The chart above takes the numbers from the weight breakdown and plots very tentative forecasts for weekly U.S. hog slaughter through the balance of the year. The first thing that jumps out are the offsets in the kills likely to be seen around the Independence Day and Christmas holidays. Both shift from late one week to early the week following due to the leap year; these will significantly affect packer activity. I would particularly note that Christmas 2015 came on a Friday, thereby shutting down packer activity that day and on the day following. Having it come on Sunday this year will likely limit the shutdown to Monday, December 26. The chart implies weekly kills will tend to run about 1% over year-ago levels through much of July and August, then average about 2% over 2015 rates through the final four months of the year. Overall, I've used the pattern indicated by the 10-year mean as a guide for the suggested totals depicted later in the year.
However, there is a potential major issue that might arise in late 2016. Note that weekly hog slaughter posted a mid-December 2015 peak at 2.499 million head. That essentially topped the packing industry's slaughter capacity at 2.491 million. (This figure and the following capacity estimates were provided by Steve Meyer of EMI analytics.

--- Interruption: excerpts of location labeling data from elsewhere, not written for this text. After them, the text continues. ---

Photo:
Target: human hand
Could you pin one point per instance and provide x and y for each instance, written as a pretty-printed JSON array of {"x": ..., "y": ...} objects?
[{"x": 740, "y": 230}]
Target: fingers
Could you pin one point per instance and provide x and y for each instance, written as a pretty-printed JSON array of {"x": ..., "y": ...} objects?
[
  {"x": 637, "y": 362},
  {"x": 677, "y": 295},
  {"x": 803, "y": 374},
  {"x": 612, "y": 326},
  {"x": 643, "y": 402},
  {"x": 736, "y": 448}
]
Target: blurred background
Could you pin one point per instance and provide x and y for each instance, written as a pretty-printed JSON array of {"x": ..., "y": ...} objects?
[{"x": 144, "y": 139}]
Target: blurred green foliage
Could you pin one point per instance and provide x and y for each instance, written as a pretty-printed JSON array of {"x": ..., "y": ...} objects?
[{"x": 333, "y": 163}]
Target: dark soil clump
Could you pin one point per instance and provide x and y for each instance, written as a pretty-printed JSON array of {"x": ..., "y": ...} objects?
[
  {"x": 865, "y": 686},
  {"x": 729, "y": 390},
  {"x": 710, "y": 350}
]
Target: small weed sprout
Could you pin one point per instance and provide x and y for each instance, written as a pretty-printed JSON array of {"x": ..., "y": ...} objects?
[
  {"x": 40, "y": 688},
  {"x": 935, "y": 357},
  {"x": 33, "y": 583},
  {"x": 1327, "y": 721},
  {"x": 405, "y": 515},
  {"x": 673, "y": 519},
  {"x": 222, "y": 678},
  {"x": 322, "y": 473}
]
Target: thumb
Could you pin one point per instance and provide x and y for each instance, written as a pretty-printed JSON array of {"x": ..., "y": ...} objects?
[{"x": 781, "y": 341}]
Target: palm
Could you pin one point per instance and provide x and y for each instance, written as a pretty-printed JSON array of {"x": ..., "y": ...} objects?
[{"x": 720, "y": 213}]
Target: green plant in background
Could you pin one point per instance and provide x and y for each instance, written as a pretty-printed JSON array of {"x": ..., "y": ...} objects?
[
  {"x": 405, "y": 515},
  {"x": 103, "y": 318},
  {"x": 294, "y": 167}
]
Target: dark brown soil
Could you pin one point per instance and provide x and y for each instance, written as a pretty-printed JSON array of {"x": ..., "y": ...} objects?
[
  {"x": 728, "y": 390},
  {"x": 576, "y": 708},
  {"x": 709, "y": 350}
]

They are derived by multiplying daily capacity totals by 5.4 workdays, which packers can reportedly sustain without incurring exaggerated costs.)
Packing industry capacity for 2016 is currently projected at 2.496 million, thereby suggesting the late-2016 hog supply, which may top year-ago levels by 2%-3% could exceed slaughter capacity for several weeks. Such large supplies probably won't be an issue in 2017, when the anticipated opening of several new plants is expected to boost the packer processing limit to 2.615 million head per week.
Talk of hog supplies topping the packing industry's ability to handle them for more than a few days is a scary thought, especially for those who lived through the 1998 situation and resulting price collapse. It's certainly possible that hog and pork prices could suffer badly if late-2016 conditions prove similar. Conversely, circumstances might not prove all that bearish if packers have the proper incentive to run plants longer on Saturday and possibly on Sunday.
Ultimately, that could require very vigorous demand from domestic consumers and international pork buyers. The late-spring strength exhibited by summer hog futures was rather clearly predicated upon ideas that pork demand would prove quite robust during July and especially August. The cash market has clearly outperformed previous expectations in recent weeks, but its ability to sustain that strength is open to question in the wake of the recent futures setback. The relatively large slaughter totals implied by the Hogs & Pigs report didn't help the bullish cause.
I'm cautiously optimistic on this score, thinking strong Chinese imports could support the market quite well during the coming weeks. Conversely, cash price slippage during summer might reflect disappointing demand and presage an exaggerated fall decline. As a consequence, hog industry participants might be well advised to establish some fourth-quarter price protection despite the sizable discounts already built into October and December futures."